In 2008, Clive Palmer pledged to donate $100 million for Aboriginal health and medical programs in the Pilbara when his company Mineralogy’s joint venture Sino Iron Ore project with Chinese steelmaker CITIC Pacific was still in the planning stage.
It was hailed as one of the biggest philanthropic pledges in Australian history at the time.
In February 2018, the charity quietly dropped mention of Aboriginal health and welfare from its objectives, widening it to ‘unemployed and disadvantaged’ Australians, as well as donating to not-for-profits and sporting clubs.
The 2017-18 statement showed more than $15,700 of that donation went to promotional products, while $2572 was spent on postage.
Mr Palmer’s pledge was to be paid for using royalties from CITIC, which operates the Sino mine 100 kilometres south-west of Karratha. It was also loosely enshrined in WA legislation that ratified a mining agreement between the companies and government.
Mr Palmer has faced criticism from the WA government for his lack of action on the pledge, in the face of reports he spent between $50 million and $80 million on his failed 2019 election campaign.
In May, Mr Palmer said he would only deliver on his promise once CITIC Pacific delivered on its obligations at Sino.
Mineralogy won a long court battle over royalty payments for the project in 2017 but the two companies are embroiled in two more stoushes over mine rehabilitation and CITIC’s plan to expand Sino’s waste storage facilities.

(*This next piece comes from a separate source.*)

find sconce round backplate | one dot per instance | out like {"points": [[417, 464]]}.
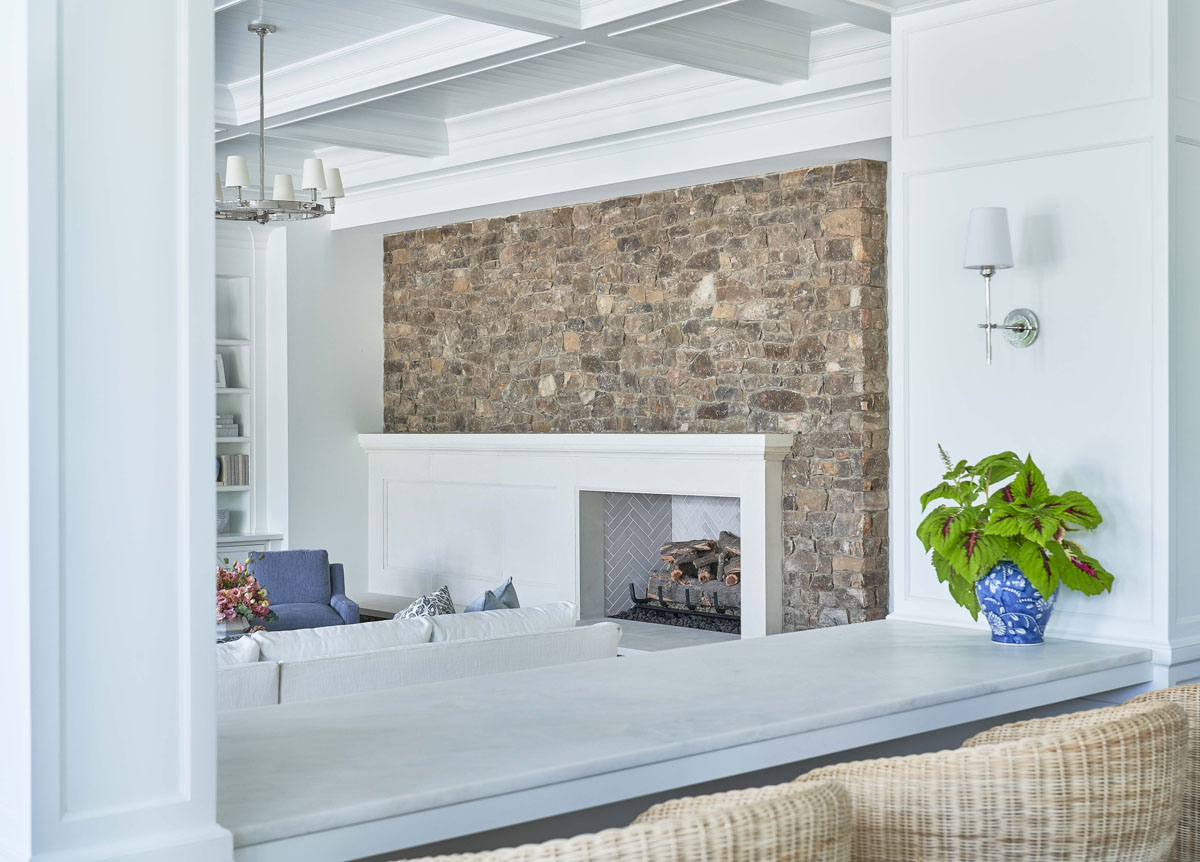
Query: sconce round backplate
{"points": [[1023, 328]]}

CITIC has claimed Mineralogy was refusing to help seek state approval for the additional land, which was putting the project at risk. Mr Palmer has claimed CITIC has not put $500 million into a mine rehabilitation fund as previously agreed.
In the lead-up to the May 18 federal election, the WA government lashed Mr Palmer after media reports of the paltry sums of money in the charity’s account emerged.
Mr Wyatt urged voters to consider Mr Palmer’s record while at the ballot box and said the government would investigate how it could compel him to come good on his promise.
The philanthropic pledge in the Sino legislation is not iron-clad, only stating the WA government “acknowledged” Mineralogy was “intending” to start a $100 million fund.
Since the election, Mr Wyatt’s rhetoric had been more subdued.
When asked a direct question whether the government could compel Mr Palmer to cough up the money Mr Wyatt said the government expected him to honour the commitment he publicly made.
“Anyone who promises to deliver for Aboriginal groups has the moral imperative to deliver on those promises, if not they can expect the general public to judge them harshly,” he said.
Mr Palmer and Mineralogy did not respond to requests for comment.